The difference between writing and typing

Upon hearing that Jack Kerouac had written his wildly popular novel “On The Road” on one continuous scroll of typewriter paper during a three-week benzedrine binge, the novelist Truman Capote famously quipped:

“That’s not writing, that’s just typing.”

It’s not that Capote was wrong, it’s that he missed the point.

Three weeks in the typing, four years in the writing

Putting aside the envy responsible for Capote’s quip – no writer relishes seeing another writer being launched into the literary stratosphere right under their nose – the truth is that Jack Kerouac had in fact been working on his “road book” for four whole years before he sat down to do the infamous benzedrine draft.

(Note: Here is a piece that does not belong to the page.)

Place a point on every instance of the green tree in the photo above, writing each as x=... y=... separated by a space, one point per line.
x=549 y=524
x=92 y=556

He wrote draft after draft. He tried different styles, different ways of telling the story he knew was in him somewhere. He put in the time, and he had the patience, to get to know his material inside and out – so well, in fact, that he could then sit at his typewriter and bang out something as incredible as On The Road in three weeks.

And so, in this sense, Capote was completely right – sitting down at a typewriter and just typing for weeks is not writing. It’s just that that’s not what happened with On The Road

The final result is just one piece of the puzzle

If you’re writing a novel, or a song, or a speech, then the most satisfying moment is finishing it. It’s having the novel on your hard-disk, ready to send to your editor. It’s having the song recorded and ready to share with your fans. It’s being 100% ready to deliver that speech.

It’s very easy, though, to confuse that final result with the whole picture.

You see, that novel, that song, that speech… that’s not the whole picture at all. That is merely the tangible proof – the evidence of the journey you’ve been on – what was probably a very long, very deep, and very challenging journey.

From the first grain of a little idea, to jotting down connecting ideas on napkins, to taking rainy walks to muse upon it further, to writing draft after draft after draft – each one showing you something essential to the whole, but not quite hitting the mark – to finally, finally, finally, having it all converge and become something you can hang your hat on.

There’s no point denying the intoxicating nature of finishing – of holding that final tangible result in your hands – but you make it all the more sweet by focusing on everything that comes before it, on knowing your material like the back of your hand.

The danger of the Kerouac “writing On The Road in three weeks story” is that just because he typed it in three weeks, doesn’t mean he wrote it in three weeks. Art takes time. Let it.